What it’s like to live with a chronic urge to die - wolfgke
https://highline.huffingtonpost.com/articles/en/life-in-the-psych-ward/
======
throwaway241510
What is it like to live _without_ a chronic urge to die? At least since I was
7, I have been contemplating my mortality. This is also not to say I despise
being alive - after so many years, I think that I have had enough and would
like to leave the table now, thank you. Of course I have been diagnosed with
depression and of course I have been put on medications for it. What I have
not done yet is to act on my "suicidal ideations" and have made measures to
prevent myself from suiciding willy-nilly (in particular, I do not own a gun
despite enjoying going to the gun range and hunting with friends). I have also
never been committed to any sort of mental facility for these thoughts, so
cannot relate to some of the things in this article - it seems like a hell
scape I should do well to avoid.

But back on to suicide. Sure, my thoughts of suicide do increase when I have
depressive episodes, but it's not like I'm constantly in a depressive state. I
have good days, weeks where I am productive and manage to enjoy the things I
enjoy. In doing so, I've come to realize something in general about my frame
of mind regarding suicide. Thinking about suicide makes me indelibly happy. At
my lowest of lows, I fantasize longingly to turn the lights off.
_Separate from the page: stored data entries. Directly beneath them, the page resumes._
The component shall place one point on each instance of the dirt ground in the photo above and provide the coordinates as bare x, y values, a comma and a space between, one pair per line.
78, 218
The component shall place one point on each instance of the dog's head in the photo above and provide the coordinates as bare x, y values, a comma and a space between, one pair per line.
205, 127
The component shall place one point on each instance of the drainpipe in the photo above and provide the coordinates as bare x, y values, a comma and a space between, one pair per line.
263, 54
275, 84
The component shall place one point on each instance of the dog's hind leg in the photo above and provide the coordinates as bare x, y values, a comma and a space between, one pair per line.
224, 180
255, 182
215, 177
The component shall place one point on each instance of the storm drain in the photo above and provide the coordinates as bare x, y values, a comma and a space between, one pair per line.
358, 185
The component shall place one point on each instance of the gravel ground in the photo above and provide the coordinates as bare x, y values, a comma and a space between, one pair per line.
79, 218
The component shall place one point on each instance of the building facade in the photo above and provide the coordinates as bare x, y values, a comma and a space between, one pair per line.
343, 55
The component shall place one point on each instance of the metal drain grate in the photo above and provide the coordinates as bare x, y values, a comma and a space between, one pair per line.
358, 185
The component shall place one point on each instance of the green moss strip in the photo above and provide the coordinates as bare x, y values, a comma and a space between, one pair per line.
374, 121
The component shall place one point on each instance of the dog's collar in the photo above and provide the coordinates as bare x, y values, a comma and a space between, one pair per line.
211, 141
At my highest
of highs, I still think to myself that: here, here is where we should cancel
the show. I even feel that my mindset towards suicide has contributed towards
its prevention. I have an ideal version of my death. I do desperately want to
die, but I want to die without being beholden specifically to anyone or
anything, including my mental illness.

It is a crisp Autumn day in New England. It is where I spent my childhood
years. The leaves are awash in a flurry of reds, oranges, and tinges of brown.
I am happy - without a depressive episode turning my screen to gray, without
duties or obligations holding me back, without a care in the world. And...

I go on. So how can others go on living when death seems so sweet?